KR100935582B1 - Semiconductor memory device with simplified signal wiring - Google Patents

Abstract

Disclosed are a semiconductor memory device having a simplified signal line that can secure a margin between signal lines provided outside the sense amplifier block. The disclosed invention includes a sense amplifier block comprising a first signal transfer unit for transmitting a signal to a lower bit line, and a second signal transfer unit for transferring a signal to a higher bit line. A single bit line select signal line for providing a predetermined signal is disposed outside the sense amplifier, and a pair of bit line select signals having a different phase may be formed between the single bit line select signal line and the sense amplifier. Signal branch units provided to each of the first signal transfer unit and the second signal transfer unit are connected.

Sense Amplifier, Wiring, Wiring Pitch, Bit Line Selection Signal (BISL, BISH)

Description

Semiconductor Memory Apparatus Having Simplified Signal Line

1 is a schematic diagram illustrating bit line selection signal wires of a conventional semiconductor memory device;

2 is a block diagram schematically illustrating a semiconductor memory device having a simplified bit line selection signal wiring according to an embodiment of the present invention;

3 is a detailed circuit diagram of a sense amplifier block provided with simplified bit line selection signal wiring according to an embodiment of the present invention;

4 is a plan view illustrating a bank of a semiconductor memory device to which a signal wiring structure of the semiconductor memory device according to an embodiment of the present invention is applied;

FIG. 5 is a block diagram schematically illustrating a semiconductor memory device having a simplified bit line selection signal wire according to another embodiment of the present invention.
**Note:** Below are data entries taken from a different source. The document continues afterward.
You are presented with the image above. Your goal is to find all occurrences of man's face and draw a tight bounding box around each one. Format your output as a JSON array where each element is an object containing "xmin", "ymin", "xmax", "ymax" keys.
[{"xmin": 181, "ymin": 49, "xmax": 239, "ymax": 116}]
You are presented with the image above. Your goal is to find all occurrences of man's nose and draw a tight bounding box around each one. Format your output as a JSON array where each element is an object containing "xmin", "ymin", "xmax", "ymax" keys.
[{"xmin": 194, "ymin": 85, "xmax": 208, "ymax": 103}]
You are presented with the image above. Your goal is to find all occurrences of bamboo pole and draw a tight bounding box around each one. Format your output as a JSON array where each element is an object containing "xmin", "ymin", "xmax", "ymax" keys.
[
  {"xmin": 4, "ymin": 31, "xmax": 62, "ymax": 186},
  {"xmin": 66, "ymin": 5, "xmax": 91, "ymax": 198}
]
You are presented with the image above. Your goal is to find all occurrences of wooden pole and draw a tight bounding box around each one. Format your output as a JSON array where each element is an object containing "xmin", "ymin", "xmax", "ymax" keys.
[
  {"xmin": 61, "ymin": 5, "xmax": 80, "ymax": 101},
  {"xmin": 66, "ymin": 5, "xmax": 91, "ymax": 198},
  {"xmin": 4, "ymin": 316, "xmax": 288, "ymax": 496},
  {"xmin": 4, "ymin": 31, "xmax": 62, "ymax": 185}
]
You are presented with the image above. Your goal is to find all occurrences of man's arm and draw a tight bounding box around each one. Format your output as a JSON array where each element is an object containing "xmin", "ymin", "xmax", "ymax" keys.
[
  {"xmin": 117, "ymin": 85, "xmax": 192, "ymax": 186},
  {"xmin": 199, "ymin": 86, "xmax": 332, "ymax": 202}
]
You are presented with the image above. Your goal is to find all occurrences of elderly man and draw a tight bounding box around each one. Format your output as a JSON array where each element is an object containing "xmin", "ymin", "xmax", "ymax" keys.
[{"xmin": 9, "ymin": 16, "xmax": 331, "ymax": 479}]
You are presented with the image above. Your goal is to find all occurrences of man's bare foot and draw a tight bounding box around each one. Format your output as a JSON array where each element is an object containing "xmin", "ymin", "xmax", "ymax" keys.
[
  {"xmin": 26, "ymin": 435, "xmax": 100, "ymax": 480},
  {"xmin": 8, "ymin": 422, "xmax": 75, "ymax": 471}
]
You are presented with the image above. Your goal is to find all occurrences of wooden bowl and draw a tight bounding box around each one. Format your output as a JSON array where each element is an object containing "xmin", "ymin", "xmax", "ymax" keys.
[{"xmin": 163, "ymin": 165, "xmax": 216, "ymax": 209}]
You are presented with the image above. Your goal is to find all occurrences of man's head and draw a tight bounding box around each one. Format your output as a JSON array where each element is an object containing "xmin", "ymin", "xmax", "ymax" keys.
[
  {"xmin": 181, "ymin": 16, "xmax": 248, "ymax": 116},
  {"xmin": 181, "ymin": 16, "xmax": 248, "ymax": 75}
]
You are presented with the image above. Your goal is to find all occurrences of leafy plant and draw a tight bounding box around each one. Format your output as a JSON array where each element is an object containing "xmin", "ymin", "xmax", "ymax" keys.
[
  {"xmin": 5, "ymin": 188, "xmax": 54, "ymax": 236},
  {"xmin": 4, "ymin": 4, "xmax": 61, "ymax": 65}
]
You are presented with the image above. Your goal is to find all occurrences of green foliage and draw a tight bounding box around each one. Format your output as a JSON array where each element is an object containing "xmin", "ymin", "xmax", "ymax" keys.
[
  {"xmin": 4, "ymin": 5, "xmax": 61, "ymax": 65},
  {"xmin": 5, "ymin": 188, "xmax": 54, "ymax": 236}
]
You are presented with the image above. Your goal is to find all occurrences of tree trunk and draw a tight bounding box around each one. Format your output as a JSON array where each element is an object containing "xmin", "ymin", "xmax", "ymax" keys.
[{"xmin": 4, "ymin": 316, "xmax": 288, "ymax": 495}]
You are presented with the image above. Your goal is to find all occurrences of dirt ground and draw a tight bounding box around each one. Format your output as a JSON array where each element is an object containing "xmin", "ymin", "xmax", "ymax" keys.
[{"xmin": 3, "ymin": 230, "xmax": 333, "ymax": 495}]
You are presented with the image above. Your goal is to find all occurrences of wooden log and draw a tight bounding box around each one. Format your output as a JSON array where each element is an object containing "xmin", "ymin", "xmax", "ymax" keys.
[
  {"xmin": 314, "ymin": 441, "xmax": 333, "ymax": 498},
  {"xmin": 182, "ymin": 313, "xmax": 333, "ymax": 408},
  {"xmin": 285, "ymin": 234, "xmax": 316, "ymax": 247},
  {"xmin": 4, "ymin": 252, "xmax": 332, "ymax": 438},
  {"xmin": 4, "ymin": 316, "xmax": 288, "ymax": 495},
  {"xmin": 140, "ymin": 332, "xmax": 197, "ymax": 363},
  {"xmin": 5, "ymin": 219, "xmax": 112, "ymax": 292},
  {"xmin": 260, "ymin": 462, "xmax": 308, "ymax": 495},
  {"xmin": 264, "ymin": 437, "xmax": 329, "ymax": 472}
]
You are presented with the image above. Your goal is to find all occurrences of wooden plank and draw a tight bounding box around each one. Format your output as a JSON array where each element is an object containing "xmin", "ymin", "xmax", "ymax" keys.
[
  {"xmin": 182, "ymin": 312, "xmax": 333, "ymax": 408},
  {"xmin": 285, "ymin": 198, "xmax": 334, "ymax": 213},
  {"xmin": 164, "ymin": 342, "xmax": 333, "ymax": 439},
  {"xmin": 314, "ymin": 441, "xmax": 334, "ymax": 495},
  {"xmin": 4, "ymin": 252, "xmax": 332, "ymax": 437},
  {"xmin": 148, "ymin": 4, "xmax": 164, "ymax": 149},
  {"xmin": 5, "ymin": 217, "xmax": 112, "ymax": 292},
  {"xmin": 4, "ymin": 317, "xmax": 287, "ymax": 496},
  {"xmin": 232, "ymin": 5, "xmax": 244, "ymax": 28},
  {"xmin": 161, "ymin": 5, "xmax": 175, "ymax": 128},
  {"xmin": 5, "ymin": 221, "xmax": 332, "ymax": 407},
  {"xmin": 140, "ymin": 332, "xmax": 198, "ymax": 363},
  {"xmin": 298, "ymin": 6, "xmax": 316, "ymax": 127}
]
<Explanation of symbols for the main parts of the drawings>

100: sense amplifier block 150: signal branch unit

170: buffer unit 200: mat

210: subword line block 220: subhole area

The present invention relates to a semiconductor memory device, and more particularly to a semiconductor memory device having a simplified signal wiring.

Dynamic random access memory (DRAM) devices in a semiconductor memory device output data stored in a memory cell to the outside by using a sense amplifier. The sense amplifier is connected to the bit line of the memory cell to determine memory cell data by comparing a bit level precharge voltage with a voltage level charged and shared by the bit line. Currently, the sense amplifier is connected to two memory blocks to selectively sense memory cells in one memory block.

The sense amplifier includes first and second signal transfers for selecting one of the two memory blocks. These first and second signal transfer sections are selectively driven by bit line select signal pairs BISH and BISL that are out of phase.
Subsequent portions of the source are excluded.